Which is how I come to find myself in a barnacled beach hut in the middle of a storm surge, with the waters already sloshing over the sandbags. The wind is getting up again and has turned round to the north. The spring tide is due to keep coming in for the next two hours. Looking through the gap where a window once was, I can see more black clouds forming over the steep escarpment on the other side of the bay. With the water already around our ankles and the roof leaking like a faucet, the last thing we need is a further downpour.
Earlier, I tried in vain to rescue a struggling black Labrador that was being taken away by the rip current. My leg became trapped and I was thrown against the rocks. I was knocked unconscious. She is only slight and I am nearly fourteen stone but somehow Vision dragged me here to this beach hut, the highest beach hut in the row. Some of the other huts have already broken to pieces and been swept out to sea. I can hardly move my damaged leg, so we won’t be leaving anytime soon. We are at the mercy of the elements. We are trapped.

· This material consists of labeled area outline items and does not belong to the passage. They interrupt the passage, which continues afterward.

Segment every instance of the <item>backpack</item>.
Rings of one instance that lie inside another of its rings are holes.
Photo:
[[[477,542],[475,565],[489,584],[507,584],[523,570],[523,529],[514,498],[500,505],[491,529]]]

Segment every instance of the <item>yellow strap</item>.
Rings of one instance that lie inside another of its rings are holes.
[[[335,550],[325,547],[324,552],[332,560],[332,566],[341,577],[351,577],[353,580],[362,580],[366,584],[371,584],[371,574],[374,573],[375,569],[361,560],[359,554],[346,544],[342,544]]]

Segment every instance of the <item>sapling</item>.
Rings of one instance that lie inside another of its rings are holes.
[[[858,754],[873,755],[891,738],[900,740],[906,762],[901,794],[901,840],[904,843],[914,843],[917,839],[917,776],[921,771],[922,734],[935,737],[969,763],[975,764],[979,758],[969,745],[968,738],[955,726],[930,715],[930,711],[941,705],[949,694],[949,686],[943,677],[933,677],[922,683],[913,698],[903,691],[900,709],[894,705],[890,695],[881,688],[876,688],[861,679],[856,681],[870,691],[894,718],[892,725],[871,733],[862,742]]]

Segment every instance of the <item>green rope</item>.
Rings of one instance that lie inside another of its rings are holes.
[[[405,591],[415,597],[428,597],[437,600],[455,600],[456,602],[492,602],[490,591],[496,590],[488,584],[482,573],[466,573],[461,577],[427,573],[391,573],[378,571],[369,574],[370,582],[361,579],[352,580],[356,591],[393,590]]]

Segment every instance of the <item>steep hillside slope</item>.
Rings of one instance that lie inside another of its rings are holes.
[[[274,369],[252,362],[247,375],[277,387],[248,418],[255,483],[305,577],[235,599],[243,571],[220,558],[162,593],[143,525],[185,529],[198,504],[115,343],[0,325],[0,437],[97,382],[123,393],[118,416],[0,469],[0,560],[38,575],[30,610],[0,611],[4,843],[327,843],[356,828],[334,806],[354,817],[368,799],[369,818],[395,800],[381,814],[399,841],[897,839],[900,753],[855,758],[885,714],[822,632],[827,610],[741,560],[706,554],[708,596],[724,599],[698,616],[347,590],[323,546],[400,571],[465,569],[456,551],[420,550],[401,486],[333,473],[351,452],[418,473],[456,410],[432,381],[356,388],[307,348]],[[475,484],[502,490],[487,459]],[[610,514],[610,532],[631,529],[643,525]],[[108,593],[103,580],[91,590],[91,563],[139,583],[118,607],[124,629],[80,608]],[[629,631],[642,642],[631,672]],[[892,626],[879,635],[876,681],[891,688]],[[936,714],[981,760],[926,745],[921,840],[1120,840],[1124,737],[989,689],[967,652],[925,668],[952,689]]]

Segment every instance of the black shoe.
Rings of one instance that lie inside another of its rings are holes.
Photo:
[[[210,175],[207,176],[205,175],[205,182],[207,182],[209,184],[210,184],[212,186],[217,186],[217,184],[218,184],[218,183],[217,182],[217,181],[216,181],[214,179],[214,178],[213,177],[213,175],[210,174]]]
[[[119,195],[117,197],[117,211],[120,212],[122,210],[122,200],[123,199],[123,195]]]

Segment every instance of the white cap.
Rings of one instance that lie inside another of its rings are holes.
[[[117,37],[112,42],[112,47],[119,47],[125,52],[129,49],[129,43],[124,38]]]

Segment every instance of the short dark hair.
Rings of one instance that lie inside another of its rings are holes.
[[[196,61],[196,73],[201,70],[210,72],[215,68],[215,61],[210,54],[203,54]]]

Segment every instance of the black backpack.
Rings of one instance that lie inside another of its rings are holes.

‘Don’t you know what time high water is?’ Vision asks, looking at her watch. ‘It must be soon.’
‘14:05. Nearly two hours to go.’
‘We can’t stay here that long. We’ll drown.’
‘We’ll send out a mayday then, shall we? Where did you put the flares?’
‘I could go for help,’ she says.
We are caught between the devil and the deep blue sea. If Vision goes for help we are both at risk. If she stays we are still both at risk.
‘No,’ I say, with some authority. ‘Don’t go.’
‘I guess we’re in this together then,’ she says. ‘That’s what we used to say isn’t it?’
‘It’s been a long time,’ I say. ‘Seven years, isn’t it? Or is it nine?’
‘Twelve, I think,’ she says.
As the waves continue to crash against the flimsy fabric of the hut, it feels like being aboard a ship going down. I have the urge to break into a sea shanty, to summon up the sailor’s spirit. Blow The Man Down, Haul Away Joe, or something like that.
Is that a lifeboat I can see in the distance? ……. Is it? ……. Is help at hand? Or is it just another phantom? Am I doomed to an endless chain of unfathomable nightmares from which I cannot wake? Doomed to grapple feebly with this nest of interlocking riddles that fit inside one another like Chinese boxes?